There are all kinds of top-10 predictions going around for the year ahead. As I have for every year going back to 2014, I want to limit mine to a single half-baked prediction to ponder.
For the year ahead, the key trend, as yours truly sees it, is “artificial intelligence for all.”
Tapping into the power of AI will no longer require being a Ph.D-level data scientist, fussing over statistical probabilities, designing algorithms, or worrying about the viability of test data. (Though these are still vitally important.) You just use AI as you would a search engine. I’m referring to the likes of ChatGPT, of course.
AI has been lurching toward democratization — accessible to all without the need for expertise — for some time now. Salesforce has had its Einstein platform in play for some time, as has Grammarly offered AI-powered writing assistance. Of course, many other applications employ AI behind the scenes, and we all encounter AI-powered chatbots in our “customer experience journeys.”
Lately, as exemplified by ChatGPT, AI-powered insights are now as easy to use as a search engine. In fact, the likes of ChatGPT may represent the next generation of search engines, with requested information bundled into a single flowing story, versus lists of links.
While I have questions about the legal implications of pulling AI-generated text down for purposes beyond personal inquiries (I’ll be writing on this topic soon), such democratized AI tools may help reshape and inform our aspirations in many ways not previously possible.
“There are also many use cases around putting AI directly into the hands of non-technical end-users,” says Dr.
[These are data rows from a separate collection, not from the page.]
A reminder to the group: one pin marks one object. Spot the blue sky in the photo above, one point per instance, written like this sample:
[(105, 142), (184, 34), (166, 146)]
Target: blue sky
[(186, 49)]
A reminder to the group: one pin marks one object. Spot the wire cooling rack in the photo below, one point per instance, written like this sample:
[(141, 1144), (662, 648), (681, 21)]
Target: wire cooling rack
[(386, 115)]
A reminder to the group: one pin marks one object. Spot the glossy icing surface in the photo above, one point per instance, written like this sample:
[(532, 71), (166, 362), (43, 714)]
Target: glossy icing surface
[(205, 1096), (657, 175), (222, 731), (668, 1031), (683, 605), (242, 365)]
Vishal Sikka, founder and CEO of Vianai Systems. “We see this outside the enterprise with Generative AI where anyone can create image mashups and other things,” he says. “In enterprises, AI can be directly put into the hands of non-technical users, for example, via causal inference for marketing professionals. There are other such examples in healthcare and other industries, where AI can amplify the work of the user, for example a doctor, by putting those AI tools directly into their hands.”
The potential for democratized AI to assist new business ideas is documented by Ethan Mollick, a professor at the University of Pennsylvania’s Wharton School. “ChatGPT might be able to provide some incredibly useful help along the way,” he explains. “It is no substitute for education, instead it provides a tool for helping founders in a very practical way. And this is particularly valuable for founders who may otherwise have not started a company because they are held back by a perceived weakness, whether that be poor writing ability or a lack of experience with topics like market research.”
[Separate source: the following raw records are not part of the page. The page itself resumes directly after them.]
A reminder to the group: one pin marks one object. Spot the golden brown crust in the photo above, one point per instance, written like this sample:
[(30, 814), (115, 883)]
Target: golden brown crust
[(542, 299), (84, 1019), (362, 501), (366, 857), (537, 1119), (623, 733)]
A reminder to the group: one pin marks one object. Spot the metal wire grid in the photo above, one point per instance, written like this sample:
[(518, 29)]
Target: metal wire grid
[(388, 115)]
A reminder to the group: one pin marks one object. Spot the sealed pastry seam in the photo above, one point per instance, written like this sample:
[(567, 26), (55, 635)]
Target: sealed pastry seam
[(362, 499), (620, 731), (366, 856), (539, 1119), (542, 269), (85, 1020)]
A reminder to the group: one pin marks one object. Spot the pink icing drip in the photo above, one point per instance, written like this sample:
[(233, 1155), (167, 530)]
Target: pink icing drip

For example, as a highly informed assistant that could help you launch a new venture. Entrepreneurship is something everyone should experience in their lives, multiple times if possible. But oftentimes, people throw themselves out there on an idea and a whim, and it’s often difficult to get thorough insights on what the possibilities may or may not be. The US Small Business Administration has a great mentoring program called SCORE in which retired executives and other volunteers will help you grow your idea. Of course, you can get great tips on financing and ideation from shows such as Shark Tank. AI can’t replace such expertise, but may help gel and validate ideas as soon as they come to mind, be it for startups or new ideas within existing organizations.
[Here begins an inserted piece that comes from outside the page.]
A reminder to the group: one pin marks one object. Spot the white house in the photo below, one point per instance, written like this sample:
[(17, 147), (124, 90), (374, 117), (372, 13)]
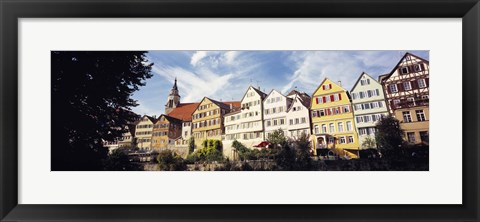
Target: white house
[(275, 112), (298, 115), (368, 100), (245, 124)]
Or consider how medical professionals can now just pull insights from AI-powered platforms to imporve patient care. Alignment Health, for example, employs AI to “play the pivotal role of a doctor in the family through its AI-powered AVA platform. leveraging data-driven and actionable insights to provide better care outcomes and improved care experience,” says Dr. Arta Bakshandeh, chief medical informatics officer at Alignment Health. “This high-tech system powers each virtual care interaction with personalized and predictive information about every member. By unifying more than 200 unique member data sets with over 13,000 individual attributes and then assessing the data through 170-plus artificial intelligence models.” The tool also “predicts care alerts such as risk for hospitalization and disease propensity, engaging clinical teams to intervene before such early warning signs turn into a true emergency,” Bakshandeh adds.
AI isn’t the final word on things, but rather, can provide helpful nudges to open up new ways of thinking. ChatGPT’s output, for instance, “works even better to spark personal exploration of startup concepts,” Mollick says. “And, you can always tell ChatGPT to revise the results as well.” An innovator can also ask ChatGPT “to outline a business plan for this idea. But, again, the value is in going deeper.”
Many ideas or insights can be delivered through the ChatGPT output. “The fact that some might be bad, or inaccurate, doesn’t matter because no entrepreneur will be able to simply follow the AI, or be able to get enough useful advice to run a business,” says Mollick. “Instead, the lowering of barriers is what is important. And these answers are more than good enough to help point to next steps.”
Again, AI tools such as ChatGPT are good for recommendations, but that’s as far as it goes. “I would be careful with taking specific advice from the AI too seriously, but as a motivator for next steps, and a way of outlining potential plans, it can be very helpful. AI is not a substitute for advice from professionals, or even for classes on entrepreneurship, instead, it fills a different role: it lowers barriers and multiplies the often over-stretched time of the busy founder.”
Indeed, AI for all has finally arrived.